I would like to break up a string into those parts starting with a capital letter using regular expressions. But I get an error in Python v3.6 if I try it with the expression I thought would work.

import re

str = "abcDefgHijkLmnoPQrstUvwxYz"
pattern = "[A-Z]"
print (re.split(pattern, str)  # will provide ['abc,'efg','ijk', ...] but want the caps
pattern = r"([A-Z])"
print (re.split(pattern, str)  # will provide ['abc, 'D','efg','H', 'ijk', ...]
pattern = r"(?=[A-Z])" # thought this one would include the capitals with the lower case
print (re.split(pattern, str)  # generates an error - "requires a non-empty pattern"
# expected this to provide ['abc', 'Defg', 'Hijk', 'Lmno', ...

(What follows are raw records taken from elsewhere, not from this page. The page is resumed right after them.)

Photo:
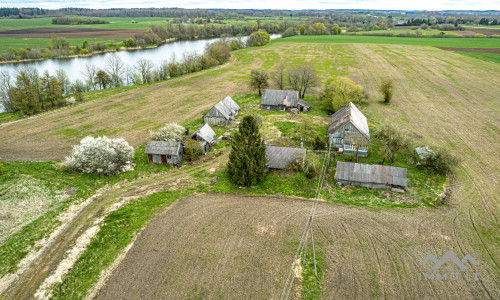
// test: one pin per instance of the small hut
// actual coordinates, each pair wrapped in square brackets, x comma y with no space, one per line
[205,136]
[373,176]
[282,157]
[166,153]
[222,112]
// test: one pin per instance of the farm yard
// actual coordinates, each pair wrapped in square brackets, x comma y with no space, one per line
[442,98]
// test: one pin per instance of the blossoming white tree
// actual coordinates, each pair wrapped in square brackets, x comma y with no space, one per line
[99,155]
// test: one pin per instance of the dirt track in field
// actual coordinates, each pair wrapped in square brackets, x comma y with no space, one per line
[70,32]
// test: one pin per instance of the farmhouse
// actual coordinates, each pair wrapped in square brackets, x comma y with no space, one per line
[281,157]
[164,152]
[348,131]
[283,100]
[222,112]
[205,136]
[373,176]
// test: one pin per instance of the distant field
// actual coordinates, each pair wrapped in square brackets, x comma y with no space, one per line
[493,57]
[437,42]
[17,43]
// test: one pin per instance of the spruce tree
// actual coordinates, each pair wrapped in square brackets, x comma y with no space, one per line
[247,160]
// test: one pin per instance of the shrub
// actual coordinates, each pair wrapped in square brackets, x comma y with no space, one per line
[99,156]
[171,132]
[442,161]
[310,170]
[350,157]
[192,150]
[387,89]
[318,143]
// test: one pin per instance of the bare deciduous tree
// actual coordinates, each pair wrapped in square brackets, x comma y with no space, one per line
[116,69]
[90,71]
[144,67]
[279,75]
[302,77]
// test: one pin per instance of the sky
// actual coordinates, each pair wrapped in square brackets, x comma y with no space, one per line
[266,4]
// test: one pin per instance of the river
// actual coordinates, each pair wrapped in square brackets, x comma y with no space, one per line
[73,66]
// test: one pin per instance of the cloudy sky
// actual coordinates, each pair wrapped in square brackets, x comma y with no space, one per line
[266,4]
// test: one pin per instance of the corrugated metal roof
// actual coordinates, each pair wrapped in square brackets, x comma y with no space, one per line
[366,173]
[233,106]
[304,103]
[206,133]
[164,148]
[349,113]
[280,157]
[277,97]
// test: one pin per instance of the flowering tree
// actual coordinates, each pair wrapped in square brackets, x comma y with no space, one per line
[99,155]
[171,132]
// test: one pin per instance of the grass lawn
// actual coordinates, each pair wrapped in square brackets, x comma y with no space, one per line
[493,57]
[436,42]
[18,43]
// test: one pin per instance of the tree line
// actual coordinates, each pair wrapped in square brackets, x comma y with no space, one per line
[30,93]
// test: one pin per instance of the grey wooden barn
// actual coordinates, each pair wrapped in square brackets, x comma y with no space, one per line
[348,128]
[281,157]
[205,136]
[167,153]
[373,176]
[222,112]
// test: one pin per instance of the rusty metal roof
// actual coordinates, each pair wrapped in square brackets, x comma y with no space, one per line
[349,113]
[277,97]
[366,173]
[280,157]
[164,148]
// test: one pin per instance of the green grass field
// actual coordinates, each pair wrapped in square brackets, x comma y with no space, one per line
[18,43]
[115,23]
[436,42]
[493,57]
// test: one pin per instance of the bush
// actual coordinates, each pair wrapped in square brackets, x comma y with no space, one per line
[387,89]
[310,170]
[171,132]
[442,161]
[99,156]
[350,157]
[318,143]
[192,150]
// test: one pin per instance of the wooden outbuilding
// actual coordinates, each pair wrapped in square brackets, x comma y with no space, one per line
[167,153]
[373,176]
[205,136]
[348,131]
[222,112]
[282,157]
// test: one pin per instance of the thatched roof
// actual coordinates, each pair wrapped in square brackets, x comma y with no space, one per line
[349,113]
[277,97]
[367,174]
[280,157]
[163,148]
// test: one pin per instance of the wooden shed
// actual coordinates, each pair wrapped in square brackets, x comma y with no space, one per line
[347,125]
[281,157]
[280,100]
[205,136]
[167,153]
[222,112]
[373,176]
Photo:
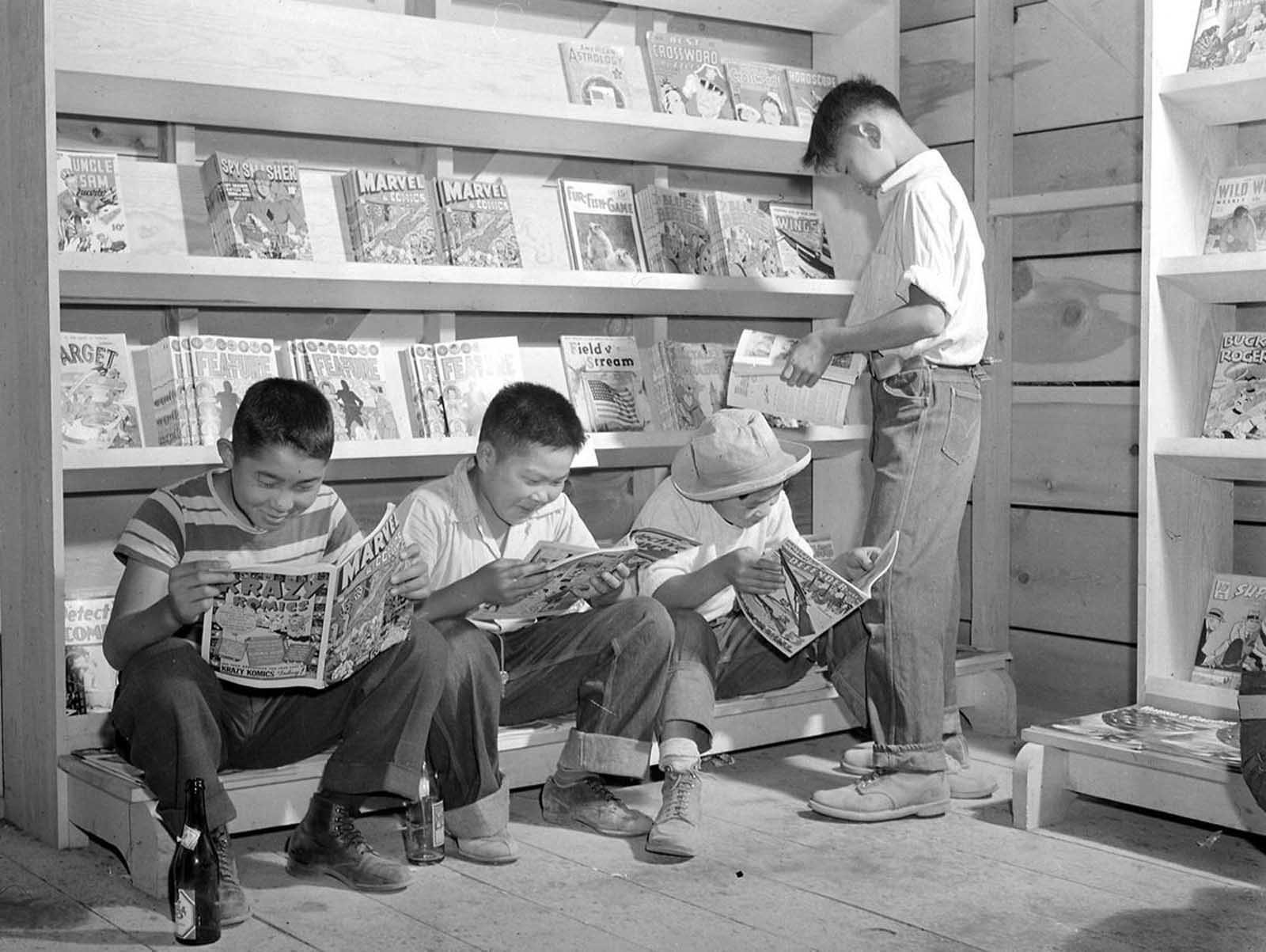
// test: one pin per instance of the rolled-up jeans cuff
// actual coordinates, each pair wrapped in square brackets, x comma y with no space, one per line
[911,759]
[605,753]
[483,818]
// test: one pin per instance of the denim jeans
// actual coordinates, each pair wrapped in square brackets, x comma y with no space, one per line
[608,666]
[179,721]
[924,442]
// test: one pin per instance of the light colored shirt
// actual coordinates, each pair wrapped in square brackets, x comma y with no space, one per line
[669,509]
[928,238]
[445,519]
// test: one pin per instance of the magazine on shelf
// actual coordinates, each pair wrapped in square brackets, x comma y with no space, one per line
[569,572]
[90,214]
[605,382]
[745,236]
[90,681]
[470,374]
[390,217]
[364,384]
[313,626]
[476,224]
[808,89]
[256,208]
[755,381]
[802,240]
[100,403]
[675,230]
[687,76]
[1238,396]
[601,222]
[1227,32]
[812,599]
[1238,218]
[760,93]
[1232,629]
[597,74]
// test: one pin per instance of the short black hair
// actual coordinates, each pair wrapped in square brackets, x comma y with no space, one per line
[282,412]
[525,413]
[837,109]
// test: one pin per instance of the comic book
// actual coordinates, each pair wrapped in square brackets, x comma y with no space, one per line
[605,384]
[745,234]
[688,381]
[802,238]
[597,74]
[470,375]
[100,404]
[1238,396]
[1231,635]
[755,381]
[90,680]
[1238,219]
[476,223]
[390,217]
[1227,32]
[223,369]
[90,214]
[675,230]
[760,93]
[256,208]
[808,89]
[601,221]
[310,627]
[812,599]
[569,572]
[364,384]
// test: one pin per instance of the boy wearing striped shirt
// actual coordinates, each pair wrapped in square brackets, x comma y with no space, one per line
[176,719]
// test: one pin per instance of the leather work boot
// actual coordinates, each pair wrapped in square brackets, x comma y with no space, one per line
[590,804]
[966,783]
[677,831]
[233,907]
[328,844]
[885,797]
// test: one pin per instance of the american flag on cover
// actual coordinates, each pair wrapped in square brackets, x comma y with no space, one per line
[614,408]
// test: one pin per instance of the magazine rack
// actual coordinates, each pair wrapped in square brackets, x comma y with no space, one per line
[1187,483]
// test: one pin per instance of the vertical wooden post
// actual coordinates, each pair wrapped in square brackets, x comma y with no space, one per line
[991,490]
[32,575]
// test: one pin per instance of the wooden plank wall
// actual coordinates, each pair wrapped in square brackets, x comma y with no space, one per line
[1075,310]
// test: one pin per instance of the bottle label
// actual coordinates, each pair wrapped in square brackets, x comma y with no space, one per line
[185,916]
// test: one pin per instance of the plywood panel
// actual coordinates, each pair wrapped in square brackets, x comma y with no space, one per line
[1075,447]
[1076,319]
[1075,572]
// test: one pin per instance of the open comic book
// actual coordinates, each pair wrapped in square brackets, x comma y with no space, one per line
[812,599]
[573,570]
[313,626]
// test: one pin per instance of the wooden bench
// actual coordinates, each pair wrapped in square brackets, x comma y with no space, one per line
[113,804]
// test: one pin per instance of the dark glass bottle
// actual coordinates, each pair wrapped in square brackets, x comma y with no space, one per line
[424,822]
[195,875]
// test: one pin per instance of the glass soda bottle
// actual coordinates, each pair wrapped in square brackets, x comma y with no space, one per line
[195,875]
[424,822]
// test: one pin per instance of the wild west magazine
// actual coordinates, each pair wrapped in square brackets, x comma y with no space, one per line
[313,626]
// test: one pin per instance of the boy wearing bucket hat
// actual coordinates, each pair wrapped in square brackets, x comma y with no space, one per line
[919,312]
[726,491]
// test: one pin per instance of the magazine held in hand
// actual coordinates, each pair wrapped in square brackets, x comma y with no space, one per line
[309,627]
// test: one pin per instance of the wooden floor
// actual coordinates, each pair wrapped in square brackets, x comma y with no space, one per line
[774,876]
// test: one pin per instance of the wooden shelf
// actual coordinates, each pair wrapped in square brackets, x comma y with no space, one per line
[141,470]
[1222,97]
[250,283]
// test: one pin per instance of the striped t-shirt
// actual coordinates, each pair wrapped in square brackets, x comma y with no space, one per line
[188,522]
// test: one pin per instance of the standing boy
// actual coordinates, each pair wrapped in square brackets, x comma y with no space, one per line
[726,493]
[608,665]
[176,719]
[919,313]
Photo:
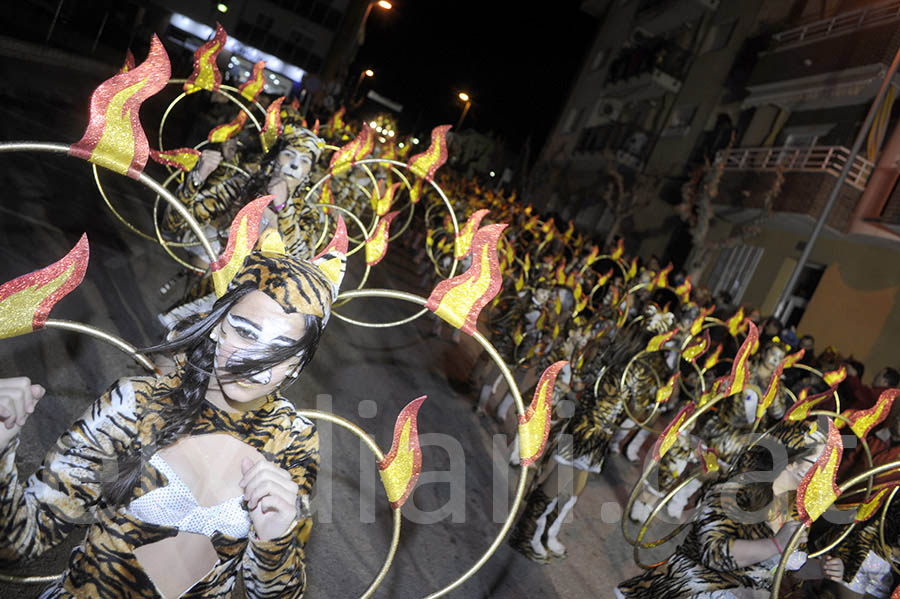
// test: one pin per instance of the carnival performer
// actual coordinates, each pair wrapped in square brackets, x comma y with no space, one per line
[728,554]
[184,480]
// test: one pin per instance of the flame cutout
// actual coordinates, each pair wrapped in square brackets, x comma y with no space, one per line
[272,128]
[708,457]
[228,130]
[818,489]
[734,323]
[347,155]
[656,343]
[376,244]
[26,301]
[863,421]
[668,437]
[464,239]
[182,158]
[697,348]
[383,204]
[534,426]
[425,164]
[206,73]
[241,238]
[740,370]
[400,468]
[114,138]
[772,390]
[460,299]
[683,291]
[252,87]
[664,393]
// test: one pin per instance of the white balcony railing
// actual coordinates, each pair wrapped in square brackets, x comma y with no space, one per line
[812,159]
[839,24]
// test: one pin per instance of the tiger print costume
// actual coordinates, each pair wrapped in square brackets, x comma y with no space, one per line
[66,492]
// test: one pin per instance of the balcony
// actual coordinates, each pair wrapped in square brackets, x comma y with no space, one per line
[659,16]
[812,159]
[646,71]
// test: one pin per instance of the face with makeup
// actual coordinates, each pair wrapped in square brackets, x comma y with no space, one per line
[253,327]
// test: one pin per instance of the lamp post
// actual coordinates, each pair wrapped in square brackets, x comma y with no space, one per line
[468,102]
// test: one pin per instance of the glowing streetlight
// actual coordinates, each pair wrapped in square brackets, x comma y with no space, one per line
[468,102]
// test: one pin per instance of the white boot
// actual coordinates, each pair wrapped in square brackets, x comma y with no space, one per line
[553,544]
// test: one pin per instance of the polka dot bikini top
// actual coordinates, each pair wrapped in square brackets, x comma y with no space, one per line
[174,505]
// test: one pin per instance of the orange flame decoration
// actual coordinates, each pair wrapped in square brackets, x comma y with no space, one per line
[863,421]
[683,291]
[26,301]
[228,130]
[272,128]
[348,154]
[459,300]
[129,62]
[464,239]
[425,164]
[400,468]
[206,73]
[772,390]
[620,249]
[734,323]
[818,489]
[534,425]
[182,158]
[664,393]
[668,437]
[252,87]
[697,348]
[740,369]
[241,238]
[376,244]
[656,343]
[708,457]
[114,138]
[383,203]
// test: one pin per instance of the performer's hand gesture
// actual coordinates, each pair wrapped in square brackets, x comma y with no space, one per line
[17,400]
[271,496]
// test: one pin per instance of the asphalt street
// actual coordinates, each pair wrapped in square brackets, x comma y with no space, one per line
[366,375]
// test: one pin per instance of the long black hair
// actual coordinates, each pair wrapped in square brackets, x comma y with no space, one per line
[198,365]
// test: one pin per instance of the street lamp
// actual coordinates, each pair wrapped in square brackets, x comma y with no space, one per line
[465,98]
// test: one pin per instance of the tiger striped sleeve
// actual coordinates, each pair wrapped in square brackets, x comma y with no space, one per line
[276,568]
[65,490]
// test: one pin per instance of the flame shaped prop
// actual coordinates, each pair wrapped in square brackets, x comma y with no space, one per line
[400,468]
[459,300]
[347,155]
[383,203]
[252,87]
[228,130]
[376,244]
[668,437]
[26,301]
[114,138]
[424,165]
[182,158]
[241,238]
[272,128]
[206,73]
[772,390]
[664,393]
[818,489]
[863,421]
[464,239]
[534,425]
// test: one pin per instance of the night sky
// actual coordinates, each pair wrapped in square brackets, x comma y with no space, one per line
[516,62]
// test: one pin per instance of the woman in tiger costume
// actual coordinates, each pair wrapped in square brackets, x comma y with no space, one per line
[741,527]
[212,467]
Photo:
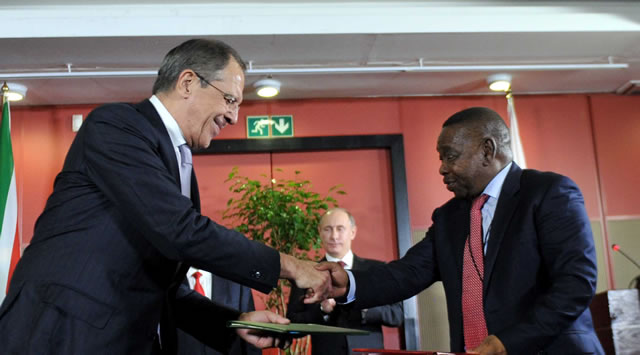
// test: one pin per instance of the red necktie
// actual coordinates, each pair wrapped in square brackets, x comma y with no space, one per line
[197,286]
[475,326]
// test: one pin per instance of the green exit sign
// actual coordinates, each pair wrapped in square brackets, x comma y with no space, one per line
[269,126]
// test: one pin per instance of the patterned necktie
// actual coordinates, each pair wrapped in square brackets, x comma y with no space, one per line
[185,170]
[197,286]
[475,326]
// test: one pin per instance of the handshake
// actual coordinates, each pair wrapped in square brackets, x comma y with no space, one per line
[322,281]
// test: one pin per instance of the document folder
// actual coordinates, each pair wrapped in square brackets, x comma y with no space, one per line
[401,352]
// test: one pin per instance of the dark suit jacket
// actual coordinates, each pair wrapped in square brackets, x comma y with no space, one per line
[228,294]
[112,246]
[345,316]
[540,267]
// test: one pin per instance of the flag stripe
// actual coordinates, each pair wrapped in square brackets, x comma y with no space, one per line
[8,236]
[8,202]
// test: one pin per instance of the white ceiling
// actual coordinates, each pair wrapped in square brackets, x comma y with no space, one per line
[40,37]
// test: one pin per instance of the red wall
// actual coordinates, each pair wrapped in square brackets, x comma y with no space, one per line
[557,134]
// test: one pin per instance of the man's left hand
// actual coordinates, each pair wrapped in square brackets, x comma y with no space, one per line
[261,339]
[490,346]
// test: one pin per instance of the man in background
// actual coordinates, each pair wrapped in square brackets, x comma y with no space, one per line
[337,230]
[221,291]
[513,249]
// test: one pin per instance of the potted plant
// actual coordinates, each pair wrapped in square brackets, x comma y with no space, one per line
[283,214]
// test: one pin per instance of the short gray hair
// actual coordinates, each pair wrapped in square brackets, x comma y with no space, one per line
[207,57]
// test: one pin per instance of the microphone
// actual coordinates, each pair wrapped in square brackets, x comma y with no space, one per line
[616,247]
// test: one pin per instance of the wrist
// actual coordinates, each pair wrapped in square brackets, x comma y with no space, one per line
[287,266]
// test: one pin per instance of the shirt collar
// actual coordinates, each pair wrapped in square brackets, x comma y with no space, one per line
[495,185]
[175,133]
[347,259]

# also thought that str.split(pattern) would work the same was as re.split but it does not. Why isn;t .split() consistent with re.split()?

What would be the proper regex that would provide words starting with capital letters?

Jay Mosk
  • 155
  • 1
  • 2
  • 8
  • 1
    `print (re.split(pattern, str)` Each one of these statements is missing a closing parentheses. This code won't even run. Please post your real code. – John Gordon May 31 '22 at 23:57
  • for the `requires a non-empty pattern`, perhaps try with 3.7 https://bugs.python.org/issue43222 – jspcal May 31 '22 at 23:59

3 Answers3

0

Use re.findall instead of re.split:

import re

s = "abcDefgHijkLmnoPQrstUvwxYz"


print(re.findall(r"([A-Z]*[a-z]+)", s))

Prints:

['abc', 'Defg', 'Hijk', 'Lmno', 'PQrst', 'Uvwx', 'Yz']
Andrej Kesely
  • 118,151
  • 13
  • 38
  • 75
0
>>> print(re.split("(?=[A-Z])", s))
['abc', 'Defg', 'Hijk', 'Lmno', 'P', 'Qrst', 'Uvwx', 'Yz']

The one you thought would work does work in Python 3.10, except you say "split the string" and "provide words starting with capital letters" and there's no easy way to do that which gets rid of the "abc" at the start which doesn't have a capital. You need re.findall() to pick out the capital-lower words:

>>> print(re.findall(r"([A-Z][a-z]+)", s))
['Defg', 'Hijk', 'Lmno', 'Qrst', 'Uvwx', 'Yz']

NB. I renamed the string s because str() is a Python builtin and it's bad form to overwrite those with your own code.

TessellatingHeckler
  • 24,312
  • 4
  • 40
  • 77
0

To split the string by camel cases use

\w+?(?=[A-Z])

Python example

import re

s = "abcDefgHijkLmnoPQrstUvwxYz"

re.findall(r"\w+?(?=[A-Z])", s)  # ['abc', 'Defg', 'Hijk', 'Lmno', 'P', 'Qrst', 'Uvwx']
Artyom Vancyan
  • 2,348
  • 3
  • 10
  • 28